- John Edmundson
While New Zealand has not yet experienced financial turmoil of the type facing the USA, there has been an unprecedented series of collapses of finance companies over the last two years. It is easy to simply blame the directors of these companies as individuals, identifying their greed and the criminality they have resorted to. This is the approach that the mainstream and financial media have taken, in some cases with a quite critical eye, but the problems are deeper than that.
The collapses began in 2006. The first significant company to go was Provincial Finance, known for its “Solid as, I’d say” endorsement from ex-All Black Colin Meads. Established as a mortgage lender, by December 2005 this represented only 6% of its business, while vehicle loans by then accounted for 83% of its lending.
While real estate holds its value or appreciates during good economic times, cars begin to depreciate the moment they are driven out of the yard. Defaults on loan payments from typically low-income, overstretched borrowers became rife, and Provincial Finance was left with increasing numbers of repossessed vehicles.
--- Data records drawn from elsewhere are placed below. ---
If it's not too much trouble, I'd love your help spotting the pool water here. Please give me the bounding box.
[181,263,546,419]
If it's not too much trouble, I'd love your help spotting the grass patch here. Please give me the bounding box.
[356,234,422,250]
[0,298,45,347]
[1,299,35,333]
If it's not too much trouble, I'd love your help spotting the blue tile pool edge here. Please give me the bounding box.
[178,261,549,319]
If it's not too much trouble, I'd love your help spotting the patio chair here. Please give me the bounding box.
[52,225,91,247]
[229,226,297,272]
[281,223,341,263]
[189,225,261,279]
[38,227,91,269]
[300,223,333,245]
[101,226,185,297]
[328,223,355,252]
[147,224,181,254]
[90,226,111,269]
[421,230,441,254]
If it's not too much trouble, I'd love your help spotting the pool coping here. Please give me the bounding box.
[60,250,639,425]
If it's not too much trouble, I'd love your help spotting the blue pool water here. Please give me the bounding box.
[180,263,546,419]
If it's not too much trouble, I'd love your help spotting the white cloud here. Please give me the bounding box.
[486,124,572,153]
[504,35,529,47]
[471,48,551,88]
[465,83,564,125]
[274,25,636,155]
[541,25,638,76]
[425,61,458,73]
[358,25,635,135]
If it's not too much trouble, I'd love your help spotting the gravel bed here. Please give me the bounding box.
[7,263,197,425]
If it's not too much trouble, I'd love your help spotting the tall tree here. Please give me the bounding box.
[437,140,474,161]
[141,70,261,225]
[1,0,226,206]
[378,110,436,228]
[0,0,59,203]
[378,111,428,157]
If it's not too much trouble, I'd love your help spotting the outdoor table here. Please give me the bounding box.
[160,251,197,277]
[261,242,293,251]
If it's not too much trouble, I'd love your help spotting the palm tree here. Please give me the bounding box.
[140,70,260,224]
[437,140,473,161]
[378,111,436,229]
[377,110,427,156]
The problem became so severe that the company bought a car yard to sell the 150 repossessed vehicles a month that they were saddled with.
By 2006, the whole edifice was in receivership, along with two others, National Finance 2000 Ltd and Western Bay Finance. At the time of the Provincial Finance failure, commentators responded by advising “mum and dad” investors to be more careful with their investments, but declaring that the collapse “doesn’t mean the entire sector’s dodgy”.